For 19th century jewelers keeping track of current events could determine a new fashion trend. For example, 19th century southern Italian jewelers picked up on the public fascination with the treasures being discovered in Pompeii from 1806 to 1814. They began carving shell and other types of cameos. French jewelers also created cameos, as well as reviving the ancient art of mosaic jewelry. One of the most famous mid-19th century Roman jewelers, Fortunato Pio Castellani, made mosaic inlay and Etruscan filigree pieces. Today his pieces are eagerly sought by collectors and are expensive.
Castellani is recognized as the pioneer of the classical revival in Greek and Etruscan style. His jewelry reproduced the original styles.
Several examples of early Victorian, historical influenced jewelry were offered at a recent Skinner auction with a wide range of estimates. A 14 karat gold and intaglio watch fob was estimated at $200 to $300, which sold for $275. All prices realized include buyer’s premium. A pair of unusual antique polychrome lava cameo ear pendants depicting a Greek maiden had a $400 to $600 estimate; they hammered at $800. On the high side was a scarab and gem set brooch estimated at $2,500 to $3,500; the brooch sold for $2,600.

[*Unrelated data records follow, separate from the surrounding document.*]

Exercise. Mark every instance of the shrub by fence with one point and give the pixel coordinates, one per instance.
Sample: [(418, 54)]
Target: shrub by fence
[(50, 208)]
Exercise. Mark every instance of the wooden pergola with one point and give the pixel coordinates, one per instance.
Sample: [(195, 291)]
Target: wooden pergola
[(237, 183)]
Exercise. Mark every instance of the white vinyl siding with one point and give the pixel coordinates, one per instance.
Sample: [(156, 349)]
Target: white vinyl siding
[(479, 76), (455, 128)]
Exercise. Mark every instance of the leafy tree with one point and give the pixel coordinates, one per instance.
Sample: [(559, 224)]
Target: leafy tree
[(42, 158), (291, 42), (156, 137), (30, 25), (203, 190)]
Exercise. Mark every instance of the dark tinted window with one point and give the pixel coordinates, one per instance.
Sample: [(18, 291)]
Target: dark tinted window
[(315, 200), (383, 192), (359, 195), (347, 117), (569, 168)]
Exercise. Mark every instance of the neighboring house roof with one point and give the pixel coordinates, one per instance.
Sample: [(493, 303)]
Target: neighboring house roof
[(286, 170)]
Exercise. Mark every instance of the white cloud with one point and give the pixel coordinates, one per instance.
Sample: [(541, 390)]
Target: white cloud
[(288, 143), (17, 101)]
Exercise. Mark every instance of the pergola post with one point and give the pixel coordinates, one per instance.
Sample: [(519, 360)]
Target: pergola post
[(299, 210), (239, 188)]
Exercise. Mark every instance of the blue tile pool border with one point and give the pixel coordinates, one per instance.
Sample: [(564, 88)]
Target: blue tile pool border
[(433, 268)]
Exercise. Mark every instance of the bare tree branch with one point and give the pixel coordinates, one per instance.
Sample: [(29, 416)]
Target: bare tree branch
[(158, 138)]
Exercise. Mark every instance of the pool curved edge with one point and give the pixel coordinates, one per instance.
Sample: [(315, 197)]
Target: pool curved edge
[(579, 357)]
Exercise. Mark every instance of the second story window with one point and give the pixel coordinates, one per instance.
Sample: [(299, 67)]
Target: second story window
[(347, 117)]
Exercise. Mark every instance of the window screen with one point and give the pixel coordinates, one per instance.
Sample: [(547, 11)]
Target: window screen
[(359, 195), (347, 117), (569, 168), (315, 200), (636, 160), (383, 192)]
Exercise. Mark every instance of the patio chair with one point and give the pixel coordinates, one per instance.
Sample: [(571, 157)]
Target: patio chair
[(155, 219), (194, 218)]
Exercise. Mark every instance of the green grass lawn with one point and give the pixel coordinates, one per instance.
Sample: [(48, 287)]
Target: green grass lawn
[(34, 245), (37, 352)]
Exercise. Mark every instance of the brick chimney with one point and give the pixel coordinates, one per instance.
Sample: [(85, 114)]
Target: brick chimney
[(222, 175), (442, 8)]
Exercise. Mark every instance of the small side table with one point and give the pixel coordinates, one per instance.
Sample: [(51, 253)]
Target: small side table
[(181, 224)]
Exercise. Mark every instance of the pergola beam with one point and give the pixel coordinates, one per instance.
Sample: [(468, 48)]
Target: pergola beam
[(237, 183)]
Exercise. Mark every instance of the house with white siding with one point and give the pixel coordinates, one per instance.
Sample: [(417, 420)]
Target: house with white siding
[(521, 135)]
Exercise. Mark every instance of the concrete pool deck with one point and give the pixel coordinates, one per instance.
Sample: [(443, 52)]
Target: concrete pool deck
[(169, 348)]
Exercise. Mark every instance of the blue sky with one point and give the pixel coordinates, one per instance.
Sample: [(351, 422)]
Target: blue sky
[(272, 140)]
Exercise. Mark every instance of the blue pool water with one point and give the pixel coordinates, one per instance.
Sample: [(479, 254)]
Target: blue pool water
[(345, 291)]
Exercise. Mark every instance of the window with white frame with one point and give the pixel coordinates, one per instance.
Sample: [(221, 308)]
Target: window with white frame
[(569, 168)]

Castellani workshop pieces had three different marks: a monogram of two Entwined C’s; a monogram set at the center of a cartouch-shaped motif and a monogram ACC, on work done by Castellani’s son Alessandro. Since so much was made it can turn up anywhere.
Cameos were practically mass produced by many Italian jewelers as rings, bracelets, necklaces and brooches. Many of the old styles continue to be made. Mosaic jewelry also is being made in the old style. The best way to tell old from new is by the piece they were set in.

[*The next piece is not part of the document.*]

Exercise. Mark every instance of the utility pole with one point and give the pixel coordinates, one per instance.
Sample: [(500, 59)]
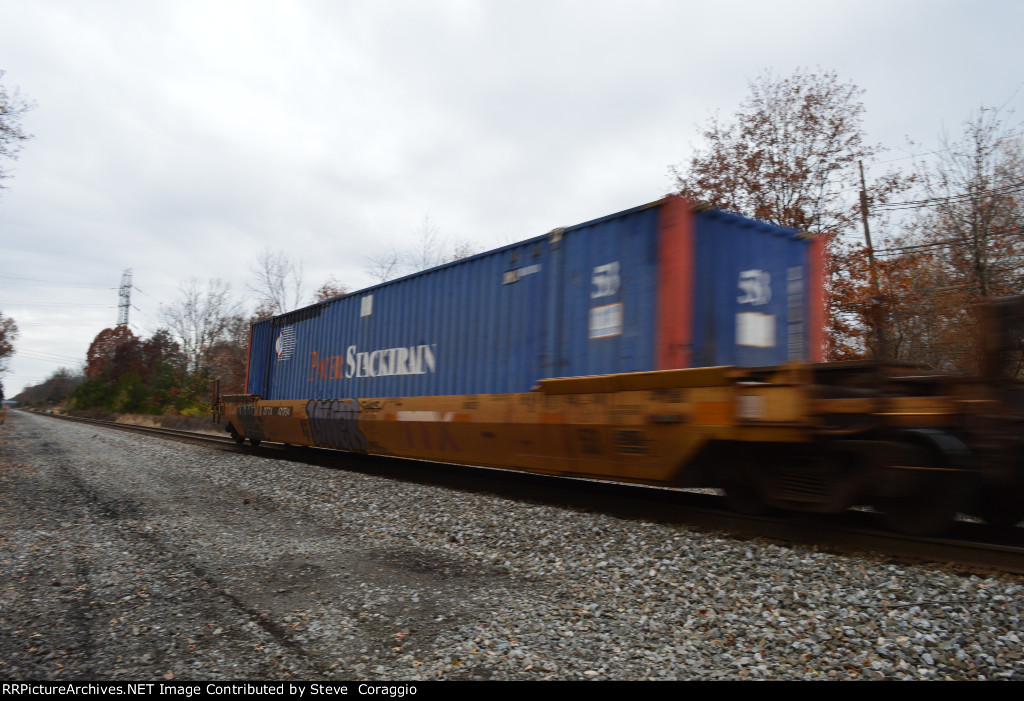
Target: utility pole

Others working at the time in this archeological style were Carlo Joseph and Arthur Giuliano. Their pieces are signed.
The Renaissance revival influenced English and French jewelers from the 1830s to the 1860s, inspired by the romantic novels of Sir Walter Scott and Victor Hugo. French jewelers used images of Griffins and mythological animals chased in gold and silver and embellished with polychrome enamels. In Scotland local pebbles were polished as jewels. In Scandinavia, massive Viking style bracelets of gold were decorated with runic inscriptions and strange animals.
By the late 1860s another historic event, the development of the Suez Canal and papers published on excavations in the Nile Valley brought about a revival of the Egyptian style that included jewelry. Scarabs in opaque green, blue and red enamels were set in brooches and bracelets.
Jade became a popular stone for jewelry after the French expedition in China in the 1860s. As a result of the conquest of Peking and the Summer Palace in 1860 a large amount of imperial jades were sent to France and turned into jewelry.